How to Scrape Craigslist With Python: Step-By-Step Guide

How to Scrape Craigslist With Python: Step-By-Step Guide

Master Craigslist scraping using Python—parse HTML, extract embedded JSON, store data in CSV/JSON, and automate your workflow for insightful results.

how-tos brightdata

For 30 years,  Craigslist  has been a go-to marketplace for all kinds of deals. In spite of its very simple, 1990s design, Craigslist might be the best place in the world to shop “for sale by owner” deals.

Today, we’re going to extract car data from Craigslist using  a Python scraper . Follow along and you’ll be scraping Craigslist like a pro in no time.

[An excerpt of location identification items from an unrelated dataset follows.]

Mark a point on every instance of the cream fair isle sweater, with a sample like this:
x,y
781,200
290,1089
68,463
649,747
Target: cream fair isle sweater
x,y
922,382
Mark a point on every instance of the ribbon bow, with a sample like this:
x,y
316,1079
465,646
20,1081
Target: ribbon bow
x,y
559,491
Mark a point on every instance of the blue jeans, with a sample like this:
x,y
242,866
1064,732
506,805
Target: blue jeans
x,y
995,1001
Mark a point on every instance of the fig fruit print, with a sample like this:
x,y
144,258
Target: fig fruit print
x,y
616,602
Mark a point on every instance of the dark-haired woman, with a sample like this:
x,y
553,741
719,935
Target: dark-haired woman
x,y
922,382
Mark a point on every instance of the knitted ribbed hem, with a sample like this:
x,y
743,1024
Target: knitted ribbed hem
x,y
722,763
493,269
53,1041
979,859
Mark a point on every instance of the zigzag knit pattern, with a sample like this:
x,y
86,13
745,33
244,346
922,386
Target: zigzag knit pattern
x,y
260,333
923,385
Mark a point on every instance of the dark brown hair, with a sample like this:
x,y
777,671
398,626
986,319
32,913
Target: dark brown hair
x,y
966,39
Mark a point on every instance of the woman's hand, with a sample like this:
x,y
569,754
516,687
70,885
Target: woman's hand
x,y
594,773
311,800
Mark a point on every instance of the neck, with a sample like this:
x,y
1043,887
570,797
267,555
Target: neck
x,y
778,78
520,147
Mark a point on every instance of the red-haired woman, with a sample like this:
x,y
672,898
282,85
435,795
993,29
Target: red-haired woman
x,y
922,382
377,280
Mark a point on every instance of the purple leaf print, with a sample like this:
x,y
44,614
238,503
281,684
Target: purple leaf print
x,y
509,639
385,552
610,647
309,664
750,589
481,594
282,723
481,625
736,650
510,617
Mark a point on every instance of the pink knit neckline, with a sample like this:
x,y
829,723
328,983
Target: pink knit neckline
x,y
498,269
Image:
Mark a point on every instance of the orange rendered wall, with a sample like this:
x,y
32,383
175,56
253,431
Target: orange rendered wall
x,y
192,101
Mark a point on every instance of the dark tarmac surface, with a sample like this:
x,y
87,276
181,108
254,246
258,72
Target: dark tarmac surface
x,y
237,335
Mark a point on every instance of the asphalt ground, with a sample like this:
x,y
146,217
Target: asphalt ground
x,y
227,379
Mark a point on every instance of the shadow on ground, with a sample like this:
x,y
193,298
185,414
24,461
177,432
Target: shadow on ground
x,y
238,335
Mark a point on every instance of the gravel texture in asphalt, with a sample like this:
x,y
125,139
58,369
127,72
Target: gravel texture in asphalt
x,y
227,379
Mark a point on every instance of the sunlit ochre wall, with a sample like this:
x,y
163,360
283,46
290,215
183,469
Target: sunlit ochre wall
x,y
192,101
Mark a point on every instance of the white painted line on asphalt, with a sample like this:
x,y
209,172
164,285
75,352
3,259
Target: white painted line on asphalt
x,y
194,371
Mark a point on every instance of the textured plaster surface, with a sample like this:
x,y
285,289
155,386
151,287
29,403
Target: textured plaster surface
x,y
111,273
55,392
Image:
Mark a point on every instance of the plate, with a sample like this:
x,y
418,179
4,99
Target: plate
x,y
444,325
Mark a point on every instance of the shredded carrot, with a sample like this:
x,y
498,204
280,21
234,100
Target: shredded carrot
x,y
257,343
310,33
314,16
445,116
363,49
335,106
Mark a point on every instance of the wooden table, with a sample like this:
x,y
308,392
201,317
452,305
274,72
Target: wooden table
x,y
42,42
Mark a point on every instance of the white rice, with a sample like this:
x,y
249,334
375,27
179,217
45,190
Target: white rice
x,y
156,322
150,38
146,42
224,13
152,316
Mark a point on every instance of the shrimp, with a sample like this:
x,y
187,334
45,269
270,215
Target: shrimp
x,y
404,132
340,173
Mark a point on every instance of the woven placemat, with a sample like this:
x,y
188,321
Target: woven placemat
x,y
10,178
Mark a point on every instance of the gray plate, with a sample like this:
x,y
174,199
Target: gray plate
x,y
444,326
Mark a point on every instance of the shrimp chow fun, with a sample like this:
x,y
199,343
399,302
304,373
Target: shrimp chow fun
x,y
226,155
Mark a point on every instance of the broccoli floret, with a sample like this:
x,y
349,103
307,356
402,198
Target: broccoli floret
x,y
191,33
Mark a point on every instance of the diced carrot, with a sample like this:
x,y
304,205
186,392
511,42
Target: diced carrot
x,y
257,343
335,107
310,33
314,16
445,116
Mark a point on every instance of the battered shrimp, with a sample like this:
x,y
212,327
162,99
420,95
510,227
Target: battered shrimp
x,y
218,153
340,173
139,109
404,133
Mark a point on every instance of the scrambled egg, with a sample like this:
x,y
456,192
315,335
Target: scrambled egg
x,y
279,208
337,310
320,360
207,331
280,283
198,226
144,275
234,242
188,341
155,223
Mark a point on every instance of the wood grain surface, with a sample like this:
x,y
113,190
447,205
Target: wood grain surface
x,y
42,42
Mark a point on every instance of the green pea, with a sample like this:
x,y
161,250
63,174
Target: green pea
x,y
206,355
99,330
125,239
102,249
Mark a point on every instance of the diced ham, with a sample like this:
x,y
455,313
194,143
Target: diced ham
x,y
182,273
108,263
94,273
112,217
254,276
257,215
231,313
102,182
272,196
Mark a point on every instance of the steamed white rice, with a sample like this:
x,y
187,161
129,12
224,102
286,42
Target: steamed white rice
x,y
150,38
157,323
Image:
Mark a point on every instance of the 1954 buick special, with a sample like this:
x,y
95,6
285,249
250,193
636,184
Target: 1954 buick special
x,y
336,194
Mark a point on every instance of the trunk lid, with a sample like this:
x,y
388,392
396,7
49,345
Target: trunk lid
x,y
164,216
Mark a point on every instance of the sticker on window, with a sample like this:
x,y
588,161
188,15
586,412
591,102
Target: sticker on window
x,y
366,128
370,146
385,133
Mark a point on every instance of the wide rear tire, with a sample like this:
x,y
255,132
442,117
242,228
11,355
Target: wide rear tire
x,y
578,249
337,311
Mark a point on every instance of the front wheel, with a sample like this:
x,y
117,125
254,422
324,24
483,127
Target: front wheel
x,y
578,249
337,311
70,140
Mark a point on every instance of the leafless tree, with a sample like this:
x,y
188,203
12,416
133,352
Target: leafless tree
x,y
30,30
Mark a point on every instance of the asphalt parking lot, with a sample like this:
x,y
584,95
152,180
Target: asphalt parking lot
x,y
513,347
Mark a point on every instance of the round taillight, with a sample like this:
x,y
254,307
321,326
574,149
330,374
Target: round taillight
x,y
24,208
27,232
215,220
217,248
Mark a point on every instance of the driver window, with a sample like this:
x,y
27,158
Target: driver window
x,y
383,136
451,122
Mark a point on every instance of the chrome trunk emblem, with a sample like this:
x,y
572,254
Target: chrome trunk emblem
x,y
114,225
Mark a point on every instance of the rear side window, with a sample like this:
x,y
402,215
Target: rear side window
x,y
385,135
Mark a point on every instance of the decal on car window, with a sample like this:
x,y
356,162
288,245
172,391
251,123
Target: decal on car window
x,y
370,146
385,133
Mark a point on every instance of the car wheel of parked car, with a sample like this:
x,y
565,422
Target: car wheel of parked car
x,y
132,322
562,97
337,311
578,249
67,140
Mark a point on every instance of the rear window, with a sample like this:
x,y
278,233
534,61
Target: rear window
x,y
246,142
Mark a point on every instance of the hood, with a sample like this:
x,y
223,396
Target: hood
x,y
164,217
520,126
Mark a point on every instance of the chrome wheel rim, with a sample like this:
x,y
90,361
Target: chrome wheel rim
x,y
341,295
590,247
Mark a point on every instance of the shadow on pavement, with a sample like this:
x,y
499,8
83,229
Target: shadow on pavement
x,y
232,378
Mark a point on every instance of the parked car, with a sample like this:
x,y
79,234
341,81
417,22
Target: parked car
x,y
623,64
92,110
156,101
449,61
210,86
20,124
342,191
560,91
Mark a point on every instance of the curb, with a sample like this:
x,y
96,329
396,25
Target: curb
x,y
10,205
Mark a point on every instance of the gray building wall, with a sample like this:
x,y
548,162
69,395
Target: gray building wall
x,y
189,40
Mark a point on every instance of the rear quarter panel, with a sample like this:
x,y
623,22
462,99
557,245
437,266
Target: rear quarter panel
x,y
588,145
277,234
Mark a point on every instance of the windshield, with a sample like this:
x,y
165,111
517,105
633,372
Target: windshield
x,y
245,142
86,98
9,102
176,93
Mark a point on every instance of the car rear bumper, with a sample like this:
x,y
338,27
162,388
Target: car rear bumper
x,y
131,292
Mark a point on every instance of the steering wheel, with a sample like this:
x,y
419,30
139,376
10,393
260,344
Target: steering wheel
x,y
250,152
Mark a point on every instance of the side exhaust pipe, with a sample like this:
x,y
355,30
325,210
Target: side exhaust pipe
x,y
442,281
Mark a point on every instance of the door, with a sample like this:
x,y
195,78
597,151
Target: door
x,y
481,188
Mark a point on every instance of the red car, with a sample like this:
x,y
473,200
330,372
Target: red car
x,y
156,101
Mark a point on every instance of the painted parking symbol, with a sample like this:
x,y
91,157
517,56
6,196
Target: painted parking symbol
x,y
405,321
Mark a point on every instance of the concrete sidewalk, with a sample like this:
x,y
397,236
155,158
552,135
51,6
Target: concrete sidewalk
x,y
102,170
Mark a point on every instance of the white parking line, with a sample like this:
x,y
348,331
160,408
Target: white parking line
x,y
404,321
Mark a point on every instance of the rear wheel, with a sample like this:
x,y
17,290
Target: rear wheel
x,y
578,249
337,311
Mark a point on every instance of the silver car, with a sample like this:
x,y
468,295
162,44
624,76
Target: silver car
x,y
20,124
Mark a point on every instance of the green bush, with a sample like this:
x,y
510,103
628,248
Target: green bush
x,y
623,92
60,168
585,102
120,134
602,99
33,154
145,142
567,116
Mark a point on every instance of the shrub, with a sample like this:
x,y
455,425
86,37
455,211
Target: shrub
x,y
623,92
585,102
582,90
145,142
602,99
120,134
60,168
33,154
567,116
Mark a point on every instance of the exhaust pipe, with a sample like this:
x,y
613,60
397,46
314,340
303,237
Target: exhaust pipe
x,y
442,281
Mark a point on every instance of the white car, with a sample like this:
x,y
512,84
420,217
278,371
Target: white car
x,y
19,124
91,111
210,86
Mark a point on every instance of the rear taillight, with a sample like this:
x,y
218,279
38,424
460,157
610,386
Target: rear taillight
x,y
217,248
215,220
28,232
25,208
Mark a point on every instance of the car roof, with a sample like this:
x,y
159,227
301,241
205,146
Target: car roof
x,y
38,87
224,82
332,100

What to Extract From Craigslist

Digging Through HTML: The Hard Way

The most important skill in web scraping is knowing where to look. We could write an overcomplicated parser that pulls individual items from the HTML code .

If you look at the truck in the image below, its data is nested within a  div  element of the class  cl-gallery . If we want to do things the hard way, we can find this tag and then further parse elements from there.

Inspecting the HTML

Inspecting the HTML

Finding The JSON: Saving Precious Time

However, there’s a better way. Many sites, including Craigslist, use embedded  JSON data  to build the entire page. If you can find this JSON, it cuts your parsing work to almost zero.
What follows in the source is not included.